Chetham’s Library will be hosting this Saturday .this year’s Broadside Day, an annual one-day conference for people interested in Street Literature in all its fascinating aspects. 

On show will be broadsides, chapbooks, songsters, woodcuts, engravings, last dying speeches, catchpennies, wonder-tales, almanacs, fortune-tellers, moral tracts, reading-made-easy alphabets, and all kinds of cheap printed material which was sold to ordinary people in city streets, at country fairs, and from pedlars’ packs up and down the country in past centuries.

Street literature, in the form of broadside ballads, was first produced in the early 16th century, and was at first concentrated in London, but later spread to every part of the British Isles and lasted into the 20th century.
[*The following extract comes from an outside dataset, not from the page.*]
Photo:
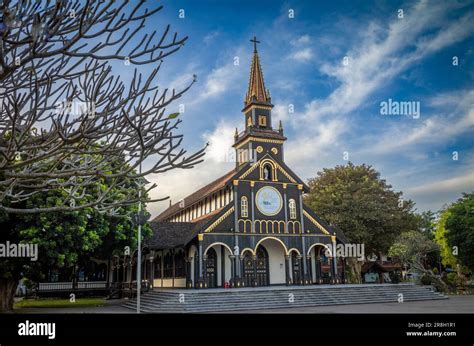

But its glorious heyday was in Victorian times when tens of thousands of items were produced every year by jobbing printers everywhere. 

The material was often very badly printed, on the cheapest quality of paper, and might be genuine news or a complete fiction, but for most of this time it was one of the only forms of reading matter readily available to the poor, and is therefore tremendously interesting to a wide range of modern-day researchers and enthusiasts.

The day is is organised jointly by the English Folk Dance & Song Society (EFDSS) and the Traditional Song Forum and consists of short papers, presentations, displays, discussions, performances, and so on, and is suitable for beginners and experts alike, who will all enjoy its lively and informal atmosphere.

Manchester was one of the most important centres for the production of street literature in the 19th century. In recognition of this, speakers who can present topics specifically related to the trade in the Northwest have been invited.